- Heydariyeh Location within Iran
- Coordinates: 34°22′46″N 56°57′49″E﻿ / ﻿34.37944°N 56.96361°E
- Country: Iran
- Province: South Khorasan
- County: Eshqabad
- District: Central
- Rural District: Dastgerdan

Population (2016)
- • Total: 25
- Time zone: UTC+3:30 (IRST)

= Heydariyeh =

Village in South Khorasan province, Iran

Heydariyeh (حيدريه) (Note: Also romanized as Ḩeydarīyeh; also known as Dalākābād) is a village in Dastgerdan Rural District of the Central District (Note: Formerly Dastgerdan District of Tabas County) in Eshqabad County, South Khorasan province, Iran.

==Demographics==
===Population===
At the time of the 2006 National Census, the village's population was 28 in six households, when it was in Dastgerdan District (Note: Renamed the Central District of Eshqabad County) of Tabas County, Yazd province.
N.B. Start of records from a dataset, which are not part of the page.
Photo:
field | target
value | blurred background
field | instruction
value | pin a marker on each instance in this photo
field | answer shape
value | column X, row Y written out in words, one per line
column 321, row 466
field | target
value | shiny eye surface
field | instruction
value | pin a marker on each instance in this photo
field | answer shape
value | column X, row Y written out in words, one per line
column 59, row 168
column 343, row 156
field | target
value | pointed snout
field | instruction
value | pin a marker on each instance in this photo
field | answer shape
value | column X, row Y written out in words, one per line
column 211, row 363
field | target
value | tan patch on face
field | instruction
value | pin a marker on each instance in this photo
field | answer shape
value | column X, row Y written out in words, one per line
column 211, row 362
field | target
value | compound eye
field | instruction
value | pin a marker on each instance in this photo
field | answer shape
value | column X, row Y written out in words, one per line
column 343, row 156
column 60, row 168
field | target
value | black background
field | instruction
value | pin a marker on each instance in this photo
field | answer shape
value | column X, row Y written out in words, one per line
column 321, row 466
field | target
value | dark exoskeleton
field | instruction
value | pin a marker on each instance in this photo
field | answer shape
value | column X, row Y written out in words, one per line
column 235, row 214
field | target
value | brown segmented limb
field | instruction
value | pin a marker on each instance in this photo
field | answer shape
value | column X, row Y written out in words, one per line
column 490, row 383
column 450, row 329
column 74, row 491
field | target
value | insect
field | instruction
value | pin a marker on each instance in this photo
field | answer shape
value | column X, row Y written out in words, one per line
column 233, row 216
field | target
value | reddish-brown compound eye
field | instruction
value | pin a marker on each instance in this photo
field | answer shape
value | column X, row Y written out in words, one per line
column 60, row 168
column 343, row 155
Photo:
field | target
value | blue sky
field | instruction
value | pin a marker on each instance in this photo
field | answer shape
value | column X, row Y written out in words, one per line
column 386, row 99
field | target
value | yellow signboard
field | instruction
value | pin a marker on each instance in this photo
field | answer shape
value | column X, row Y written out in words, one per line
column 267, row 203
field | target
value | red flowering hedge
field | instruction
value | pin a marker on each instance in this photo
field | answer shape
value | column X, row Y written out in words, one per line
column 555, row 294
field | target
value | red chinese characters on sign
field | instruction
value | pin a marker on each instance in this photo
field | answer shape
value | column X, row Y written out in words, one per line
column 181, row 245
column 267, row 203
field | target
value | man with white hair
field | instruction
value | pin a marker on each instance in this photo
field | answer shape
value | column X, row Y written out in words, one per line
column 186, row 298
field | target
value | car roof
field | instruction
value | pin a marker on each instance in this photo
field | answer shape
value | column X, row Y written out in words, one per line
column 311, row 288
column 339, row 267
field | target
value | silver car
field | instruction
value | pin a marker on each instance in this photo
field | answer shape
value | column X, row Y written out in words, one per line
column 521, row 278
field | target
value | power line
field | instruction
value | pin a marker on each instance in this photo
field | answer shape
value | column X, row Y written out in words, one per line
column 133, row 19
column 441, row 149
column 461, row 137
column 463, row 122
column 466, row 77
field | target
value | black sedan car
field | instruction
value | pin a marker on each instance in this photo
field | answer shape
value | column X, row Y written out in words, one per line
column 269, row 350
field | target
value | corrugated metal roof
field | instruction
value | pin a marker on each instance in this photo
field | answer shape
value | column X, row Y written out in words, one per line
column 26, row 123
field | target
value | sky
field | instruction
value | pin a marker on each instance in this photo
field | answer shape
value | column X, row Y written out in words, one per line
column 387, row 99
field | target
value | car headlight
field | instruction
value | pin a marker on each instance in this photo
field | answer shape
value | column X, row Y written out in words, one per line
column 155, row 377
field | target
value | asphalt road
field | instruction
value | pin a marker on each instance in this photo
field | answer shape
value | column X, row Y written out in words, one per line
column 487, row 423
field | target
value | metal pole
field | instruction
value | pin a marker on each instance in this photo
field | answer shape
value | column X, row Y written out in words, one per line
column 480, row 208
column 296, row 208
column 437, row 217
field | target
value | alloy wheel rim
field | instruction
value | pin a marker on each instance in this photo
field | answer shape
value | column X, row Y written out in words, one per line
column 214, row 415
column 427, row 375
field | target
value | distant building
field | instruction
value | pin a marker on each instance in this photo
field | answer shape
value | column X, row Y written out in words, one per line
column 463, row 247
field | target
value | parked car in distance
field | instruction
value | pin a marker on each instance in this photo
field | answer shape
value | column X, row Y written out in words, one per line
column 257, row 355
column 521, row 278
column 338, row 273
The following census in 2011 counted 31 people in seven households. The 2016 census measured the population of the village as 25 people in seven households, by which time the county had been separated from the province to join South Khorasan province.

In 2024, the district was separated from the county in the establishment of Eshqabad County and renamed the Central District.

==Geography==
Heydariyeh is located in northeastern Iran, east of the country's capital, Tehran, near the border with Afghanistan.